By Rachna Chaudhari, April 01, 2015
As electronic security breaches become common headlines in today’s news, dermatologists should be especially aware if they have electronic health records (EHRs) in their practice. North Korean hackers may not be as interested in your practice’s medical records as they are in Sony’s internal emails, but other nefarious hacking entities have already struck dermatology offices. A dermatology practice in North Carolina was hit with a malware attack by a hacker in 2012, but it did not become aware of the infraction until September 2014. In that amount of time, the hackers gained access to patient information including names, Social Security numbers, and billing information, among other identifiers. A small surgery practice (non-dermatology) in Illinois was hacked in 2012; they were informed that they would not gain access to their servers until they paid a ransom to the hackers. They refused and lost access to all of their medical records.
Hacking patients’ medical records may not be the only way your practice faces a potential privacy breach. The Health Insurance Portability and Accountability Act (HIPAA) requires that practices institute internal security controls to effectively prevent breaches from occurring and that they implement notification policies in case of a breach. The Department of Health and Human Services (HHS) publishes information about breaches that occur on its website, and reports have found that 23 percent of these breaches were due to hacking while 68 percent were due to devices or files being lost or stolen. In fact, a dermatology practice in Massachusetts faced one such scenario and had to pay a $150,000 fine to HHS for losing an unencrypted thumb drive which contained patient medical records (for more information, see the Jan. 31, 2014 issue of Member to Member).
What can a small private dermatology practice do to prevent a breach from occurring and mitigate the damage if one does? First, determine if your EHR is cloud-based or server-based. Having a cloud-based EHR has many advantages; however, you could be more susceptible to online hackers through this system. You should confirm with your vendor how they prevent malware attacks and what you can do to lessen any breaches to your system. If you have a server-based EHR, ensure you have the proper physical safeguards in place, such as encrypting back-up files and locking rooms that have access to the server. Additionally, regardless of the type of system you have, make sure your wireless Internet is protected through a strong password that cannot be easily breached. Your system should be encrypted to the latest standards.[pagebreak]
Another important step you should take in preventing the loss of PHI is administering a security risk analysis on your system. Both HIPAA and the meaningful use program require that you perform this on an annual basis, and it would serve your practice well to perform this on a more consistent basis. The Office of the National Coordinator for Health IT has a helpful toolkit explaining this analysis. Once you complete your analysis, fix any underlying problems and implement policies to address them. For example, ensure employees are not using their personal email accounts to send protected health information (PHI); instead, they should be sending this information through the EHR’s secure HIPAA-compliant electronic exchange.
Other simple steps you can take to ensure data security in your office include installing antivirus software, applying security patches and security updates to any programs connected to the Internet, and installing proper firewalls to your system.

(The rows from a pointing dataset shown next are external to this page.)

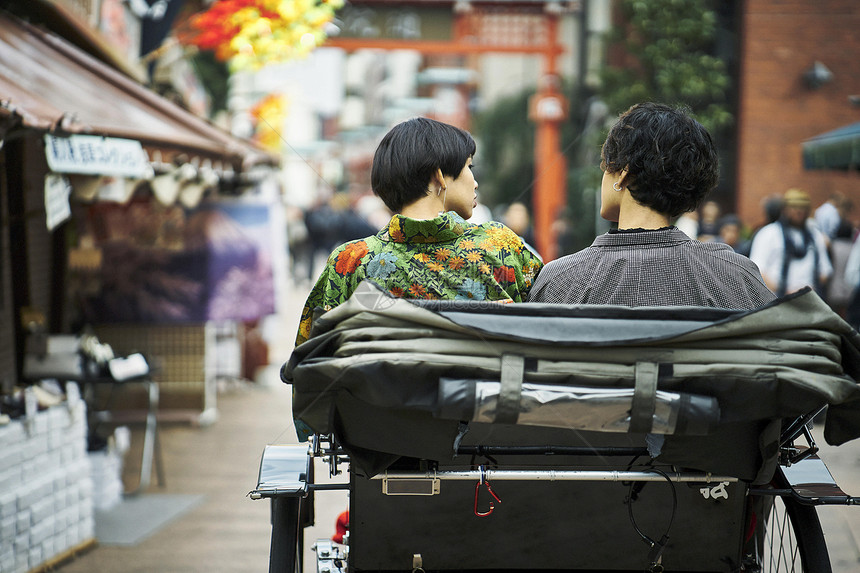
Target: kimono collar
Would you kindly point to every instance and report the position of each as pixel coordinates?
(446, 227)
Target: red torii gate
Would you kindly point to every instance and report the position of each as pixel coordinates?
(520, 27)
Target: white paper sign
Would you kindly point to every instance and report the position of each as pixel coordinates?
(96, 155)
(57, 209)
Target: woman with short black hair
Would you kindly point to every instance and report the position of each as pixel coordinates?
(422, 170)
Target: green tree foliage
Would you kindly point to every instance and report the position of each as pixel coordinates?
(505, 157)
(670, 46)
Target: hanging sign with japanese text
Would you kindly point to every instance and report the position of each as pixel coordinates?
(96, 155)
(57, 207)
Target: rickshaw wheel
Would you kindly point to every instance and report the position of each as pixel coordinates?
(789, 538)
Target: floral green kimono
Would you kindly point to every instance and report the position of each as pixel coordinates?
(441, 258)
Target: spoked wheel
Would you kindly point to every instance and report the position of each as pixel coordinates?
(788, 538)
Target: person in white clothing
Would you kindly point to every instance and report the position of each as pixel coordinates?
(792, 252)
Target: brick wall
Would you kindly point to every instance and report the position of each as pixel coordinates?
(780, 39)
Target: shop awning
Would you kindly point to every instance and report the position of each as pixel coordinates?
(837, 149)
(46, 84)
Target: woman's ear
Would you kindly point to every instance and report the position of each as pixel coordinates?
(437, 181)
(626, 179)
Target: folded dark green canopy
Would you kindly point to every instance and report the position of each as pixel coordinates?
(378, 370)
(838, 149)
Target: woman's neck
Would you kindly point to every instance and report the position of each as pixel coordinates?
(633, 215)
(427, 207)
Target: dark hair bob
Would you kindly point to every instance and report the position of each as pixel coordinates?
(669, 156)
(409, 155)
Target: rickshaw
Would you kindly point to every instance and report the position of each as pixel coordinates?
(534, 437)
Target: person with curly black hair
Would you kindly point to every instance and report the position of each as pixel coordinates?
(658, 162)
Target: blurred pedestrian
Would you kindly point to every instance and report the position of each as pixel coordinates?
(422, 171)
(730, 232)
(518, 219)
(792, 252)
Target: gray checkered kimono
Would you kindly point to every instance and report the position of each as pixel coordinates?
(653, 268)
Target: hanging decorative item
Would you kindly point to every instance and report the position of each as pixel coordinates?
(268, 115)
(249, 34)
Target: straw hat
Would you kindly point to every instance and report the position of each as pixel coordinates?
(796, 198)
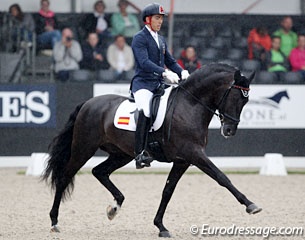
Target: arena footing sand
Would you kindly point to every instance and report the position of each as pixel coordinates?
(25, 203)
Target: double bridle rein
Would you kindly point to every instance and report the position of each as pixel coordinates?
(221, 115)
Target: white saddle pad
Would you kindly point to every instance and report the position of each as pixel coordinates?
(124, 117)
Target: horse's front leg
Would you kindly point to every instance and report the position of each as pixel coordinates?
(102, 173)
(175, 174)
(207, 166)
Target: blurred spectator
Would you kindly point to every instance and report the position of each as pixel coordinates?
(93, 54)
(276, 61)
(288, 37)
(98, 21)
(120, 57)
(23, 23)
(67, 54)
(297, 56)
(188, 59)
(124, 23)
(259, 42)
(47, 27)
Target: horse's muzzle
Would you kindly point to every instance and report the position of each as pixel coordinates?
(228, 130)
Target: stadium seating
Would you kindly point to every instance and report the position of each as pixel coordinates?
(215, 37)
(293, 78)
(265, 77)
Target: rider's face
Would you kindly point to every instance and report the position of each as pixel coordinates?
(156, 22)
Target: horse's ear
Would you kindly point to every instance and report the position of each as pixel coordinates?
(251, 77)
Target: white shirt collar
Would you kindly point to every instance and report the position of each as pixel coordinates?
(153, 34)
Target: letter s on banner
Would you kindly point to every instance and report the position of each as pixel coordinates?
(37, 107)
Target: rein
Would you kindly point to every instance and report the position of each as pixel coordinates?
(221, 116)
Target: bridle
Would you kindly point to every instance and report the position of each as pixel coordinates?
(221, 115)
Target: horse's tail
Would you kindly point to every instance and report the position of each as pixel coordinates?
(60, 153)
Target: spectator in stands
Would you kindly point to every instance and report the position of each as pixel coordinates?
(120, 57)
(297, 57)
(124, 23)
(259, 42)
(67, 54)
(98, 21)
(93, 54)
(189, 60)
(47, 27)
(23, 23)
(276, 61)
(288, 37)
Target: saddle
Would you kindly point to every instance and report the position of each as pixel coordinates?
(127, 115)
(155, 103)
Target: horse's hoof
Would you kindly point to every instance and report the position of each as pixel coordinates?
(253, 209)
(55, 228)
(164, 234)
(112, 211)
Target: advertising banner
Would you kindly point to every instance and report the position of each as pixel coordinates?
(269, 106)
(27, 106)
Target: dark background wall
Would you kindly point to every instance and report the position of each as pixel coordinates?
(22, 141)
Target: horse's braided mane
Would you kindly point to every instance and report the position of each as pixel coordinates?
(208, 69)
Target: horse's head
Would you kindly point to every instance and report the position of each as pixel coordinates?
(232, 103)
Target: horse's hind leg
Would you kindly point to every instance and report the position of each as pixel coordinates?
(210, 169)
(65, 184)
(102, 173)
(174, 176)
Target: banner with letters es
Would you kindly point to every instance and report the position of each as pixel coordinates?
(27, 106)
(269, 106)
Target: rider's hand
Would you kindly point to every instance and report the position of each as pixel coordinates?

Your EHR vendor can help you determine which firewalls need to be in place. Also, look into installing software that can disable access to PHI on any devices that are taken out of the office by staff. This would guarantee that your patients’ PHI would not be accessible if the devices were lost or stolen.
If you have taken these steps to secure your PHI, but you find yourself in a situation where your data has been hacked, what should you do? At a minimum, you must report the breach to your patients and to HHS. If the breach affected more than 500 patients, you must also post a notice in major print or broadcast media within 60 days. You can also expect a response from HHS in the form of a HIPAA audit. It will be extremely important that you maintain documentation of all your safeguards and security risk analyses if you face such an audit.